The car that ‘runs’ on water (III)

Letter August 04, 2012
The media is also ignorant, especially in the way it is portraying the issue.

ISLAMABAD: I, too, am sceptical about the so-called ‘water car’. However, the media is also ignorant, especially in the way it is portraying the issue. So, perhaps, we should try and examine the science behind it.

The thing to see is whether the energy produced by the combustion of hydrogen (which in turn depends on the mass of hydrogen produced and its calorific value) is greater than the electrical energy put into separating it from water. If that does happen, then this claim may be true.

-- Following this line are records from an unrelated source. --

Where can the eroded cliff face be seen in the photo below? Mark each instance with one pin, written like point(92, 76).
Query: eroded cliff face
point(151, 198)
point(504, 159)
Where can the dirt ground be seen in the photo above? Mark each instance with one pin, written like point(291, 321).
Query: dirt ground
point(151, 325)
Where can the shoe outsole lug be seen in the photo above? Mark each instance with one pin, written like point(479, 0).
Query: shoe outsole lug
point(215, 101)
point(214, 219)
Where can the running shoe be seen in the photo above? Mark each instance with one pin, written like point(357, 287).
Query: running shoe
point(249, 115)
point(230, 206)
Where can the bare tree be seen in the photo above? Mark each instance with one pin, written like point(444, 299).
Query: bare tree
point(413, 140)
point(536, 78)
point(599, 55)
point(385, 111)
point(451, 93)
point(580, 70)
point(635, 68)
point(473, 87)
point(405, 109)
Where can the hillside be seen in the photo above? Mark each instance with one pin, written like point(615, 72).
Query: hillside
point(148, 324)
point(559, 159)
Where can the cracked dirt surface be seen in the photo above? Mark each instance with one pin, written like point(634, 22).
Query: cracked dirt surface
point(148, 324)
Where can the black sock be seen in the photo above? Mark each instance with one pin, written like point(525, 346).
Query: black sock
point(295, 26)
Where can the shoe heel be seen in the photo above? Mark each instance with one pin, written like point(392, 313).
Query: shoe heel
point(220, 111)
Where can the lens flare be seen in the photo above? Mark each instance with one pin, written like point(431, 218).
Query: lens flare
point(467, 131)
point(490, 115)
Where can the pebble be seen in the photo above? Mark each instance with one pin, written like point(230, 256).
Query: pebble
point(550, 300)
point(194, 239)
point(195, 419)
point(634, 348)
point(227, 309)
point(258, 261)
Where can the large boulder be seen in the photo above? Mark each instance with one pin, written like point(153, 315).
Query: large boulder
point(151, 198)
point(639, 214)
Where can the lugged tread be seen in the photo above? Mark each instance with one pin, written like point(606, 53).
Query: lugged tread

The point to note is that the electrical energy input for electrolysis is not the source of power, which is contained in the chemical energy in the hydrogen.

Consider the following analogy: use a small electrical charge to set off a tonne of explosives, and then use some of the energy released by the explosion to create another electrical charge to set off another tonne of explosives, and so on. No thermodynamic laws will be violated, since the explosives are being replenished. For the case of the ‘water car’, oxygen in the air replenishes the hydrogen during combustion to produce water.

Delving into the chemistry: the OH-H bond broken during electrolysis must require less energy than the energy released when whatever bonds are formed during the combustion — this, for the claim to be true. Keeping in mind that atmospheric oxygen plays a part, this is not a closed system. This energy balance must be favourable for the car to work, and this may turn out to not be the case.

Saad Malik

Published in The Express Tribune, August 5th, 2012.